Hacker News new | past | comments | ask | show | jobs | submit login
The Data Science Manifesto (2020) (datasciencemanifesto.org)
67 points by alexmolas on Sept 17, 2023 | hide | past | favorite | 51 comments



I've been a data scientist for over a decade and have delivered on a wide range of high-impact projects and products. I don't recognize this as meaningful or helpful to my field. More of a me-too from an inexperienced perspective.

The bulleted list at the top seems to be a random collection of irrelevant, almost unintelligible thoughts, stuffed cargo cult-style into the template of the agile manifesto. What does "APIs over databases" mean? It sounds like "oranges over apples" to me.

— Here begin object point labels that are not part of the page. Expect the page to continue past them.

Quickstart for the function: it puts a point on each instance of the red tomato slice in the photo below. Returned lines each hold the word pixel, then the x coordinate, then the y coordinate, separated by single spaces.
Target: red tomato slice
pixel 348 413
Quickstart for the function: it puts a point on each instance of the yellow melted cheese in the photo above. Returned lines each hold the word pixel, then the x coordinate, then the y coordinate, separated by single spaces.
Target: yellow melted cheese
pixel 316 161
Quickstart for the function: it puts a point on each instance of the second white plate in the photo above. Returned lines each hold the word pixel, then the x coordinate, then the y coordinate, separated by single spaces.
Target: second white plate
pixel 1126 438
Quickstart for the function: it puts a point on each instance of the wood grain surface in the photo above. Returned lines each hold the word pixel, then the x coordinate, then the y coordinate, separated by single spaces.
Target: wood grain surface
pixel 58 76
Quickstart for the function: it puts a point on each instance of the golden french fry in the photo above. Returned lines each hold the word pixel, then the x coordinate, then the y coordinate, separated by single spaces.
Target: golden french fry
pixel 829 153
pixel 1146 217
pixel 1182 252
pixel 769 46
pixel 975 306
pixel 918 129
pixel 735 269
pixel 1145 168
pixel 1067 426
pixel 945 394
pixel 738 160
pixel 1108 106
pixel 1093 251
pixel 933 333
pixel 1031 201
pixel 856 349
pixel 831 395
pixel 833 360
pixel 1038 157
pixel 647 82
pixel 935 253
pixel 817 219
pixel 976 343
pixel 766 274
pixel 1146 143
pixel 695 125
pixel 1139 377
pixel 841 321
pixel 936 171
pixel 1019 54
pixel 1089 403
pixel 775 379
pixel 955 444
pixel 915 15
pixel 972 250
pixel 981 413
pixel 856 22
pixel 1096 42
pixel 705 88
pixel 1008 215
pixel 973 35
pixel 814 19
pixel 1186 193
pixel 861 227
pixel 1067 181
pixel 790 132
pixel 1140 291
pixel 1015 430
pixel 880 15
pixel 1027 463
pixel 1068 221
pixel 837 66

The numbered list of principles is better, but still not always that helpful. There's a strange spirit of perfectionism and inflexibility, e.g. in #3 and #5. Maybe some data scientists have time to automate everything they do, but I don't think it's a good general principle. #4, 6, and 7 are better. But overall there is a disorganized, random, unmotivated feel to both lists.

Perhaps something better could be developed, but for now, I think data scientists looking for a manifesto would be best served by going back to the original agile manifesto (https://agilemanifesto.org/) and reflecting on how it applies to our field. Which it doesn't, at least not universally. But it didn't apply universally to software engineering either. Just replace "software" with "data analysis" or "predictive analytics" or what have you and it all carries over pretty well.


Thanks. I was about to ask what "APIs over databases" meant. I design DBs and write APIs and I was struggling to imagine a scenario in which a data consumer - or I as a consumer - wouldn't want to understand both. I'm not even sure to whom they're interchangeable terms. Possibly to a front end coder who doesn't want to craft queries?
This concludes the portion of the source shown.